El caso de la desaparición de la empresaria Ligia Zulema Faerron Jiménez, de 53 años, sigue dando nuevos giros. Este martes, la Fiscalía de San Carlos confirmó que las dos mujeres detenidas el lunes —una madre y su hija, vecinas de la víctima— quedaron en libertad mientras continúa la investigación judicial.
Las sospechosas, de apellidos Linares y Monterrey, habían sido arrestadas por presuntamente ocultar información clave relacionada con la desaparición de la empresaria, ocurrida el pasado 26 de setiembre. Sin embargo, tras su indagatoria, el Ministerio Público determinó que, en esta etapa procesal, no era necesario imponerles medidas cautelares, aunque seguirán vinculadas al caso.
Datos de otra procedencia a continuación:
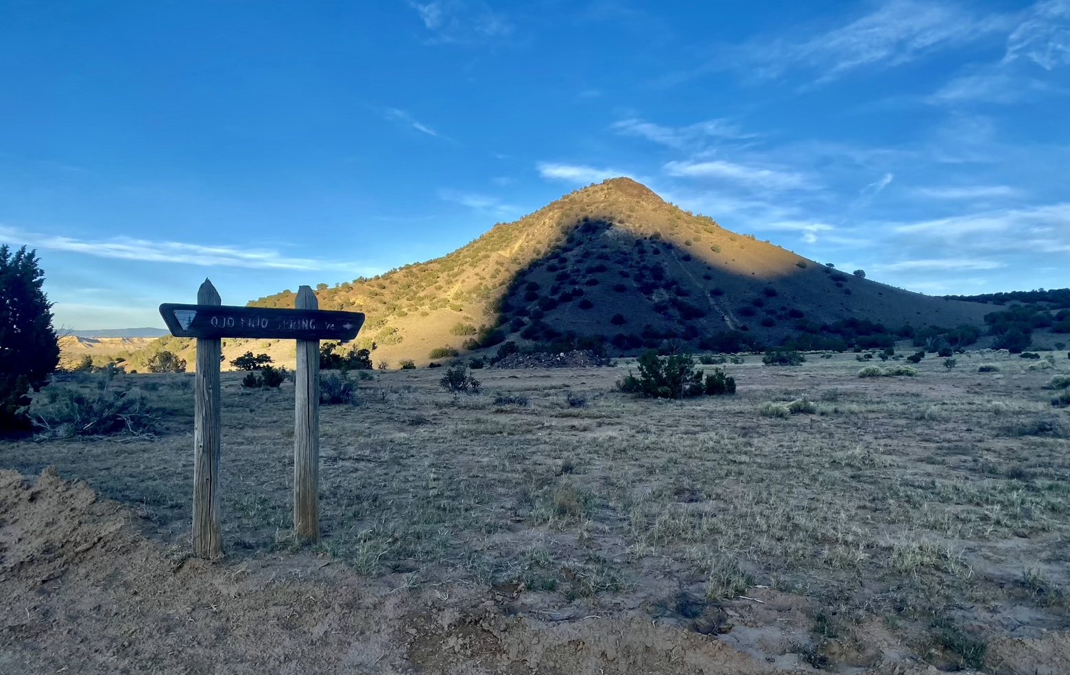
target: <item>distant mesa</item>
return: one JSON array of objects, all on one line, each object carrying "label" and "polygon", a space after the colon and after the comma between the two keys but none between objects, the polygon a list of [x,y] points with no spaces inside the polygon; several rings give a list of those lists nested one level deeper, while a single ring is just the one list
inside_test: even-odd
[{"label": "distant mesa", "polygon": [[[886,340],[904,326],[982,325],[991,311],[863,276],[724,229],[617,178],[500,223],[441,258],[334,287],[320,283],[316,295],[321,309],[364,312],[356,342],[374,342],[373,359],[394,366],[505,340],[548,349],[602,344],[635,354],[667,341],[739,351],[801,336],[810,348],[825,349],[839,339],[828,326],[850,324],[855,335],[876,329]],[[292,308],[294,300],[282,291],[249,304]],[[261,347],[281,349],[235,341],[224,350],[235,352],[227,352],[229,359]],[[190,344],[183,349],[192,353]],[[287,349],[276,363],[292,359]]]},{"label": "distant mesa", "polygon": [[100,331],[71,331],[74,337],[163,337],[167,328],[102,328]]}]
“A estas se les indagó ayer y luego se determinó que, en este momento procesal, pueden permanecer apegadas a la investigación sin la necesidad de cumplir medidas cautelares”, explicó la Fiscalía a La Nación.
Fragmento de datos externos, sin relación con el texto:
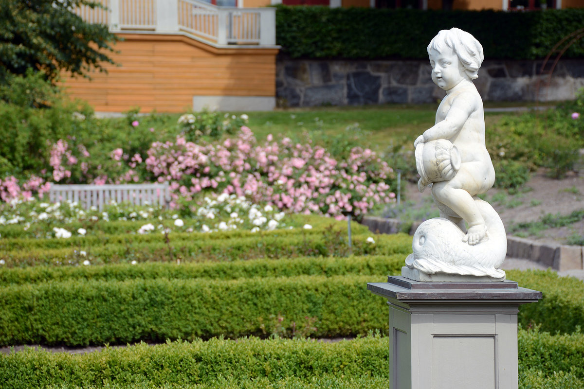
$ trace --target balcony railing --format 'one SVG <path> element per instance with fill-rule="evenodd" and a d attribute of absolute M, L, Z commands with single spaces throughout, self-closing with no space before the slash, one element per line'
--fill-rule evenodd
<path fill-rule="evenodd" d="M 75 10 L 112 32 L 183 32 L 217 45 L 276 44 L 276 9 L 218 7 L 197 0 L 101 0 Z"/>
El principal sospechoso sigue bajo indagatoria
Mientras tanto, la Unidad de Género de San Carlos continúa tomando declaración al principal imputado del caso, González López, quien fue la última persona vista con el vehículo de Faerron, un Volvo 4×2 del 2013.
Una vez finalizada su declaración, la Fiscalía valorará si solicitar medidas cautelares o prisión preventiva, según lo que arrojen las diligencias de investigación.
Búsqueda activa en finca de 61 hectáreas
En paralelo, agentes del Organismo de Investigación Judicial (OIJ) reanudaron este martes la búsqueda del cuerpo de la empresaria en una propiedad de 61 hectáreas en Javillos de Florencia, San Carlos, donde se presume podrían estar sus restos.
El terreno pertenece a la madrastra del imputado y a su pareja, un ciudadano estadounidense, y fue allanado desde la mañana del lunes por equipos de rastreo y perros especializados en detección de restos humanos.
El director del OIJ, Randall Zúñiga, señaló que las labores continuarán hasta agotar todos los puntos de interés en la finca, pues los indicios encontrados apuntan a que Faerron ya no estaría con vida.
Un caso que conmueve a Costa Rica
Ligia Faerron fue reportada como desaparecida hace más de dos semanas. Desde entonces, su familia —especialmente su hija— ha mantenido la esperanza viva, compartiendo mensajes de fe y fortaleza en redes sociales.
Mientras tanto, el país observa con atención el avance de una investigación que ha puesto bajo la lupa a personas del círculo más cercano de la víctima, en uno de los casos más estremecedores de los últimos años en la Zona Norte.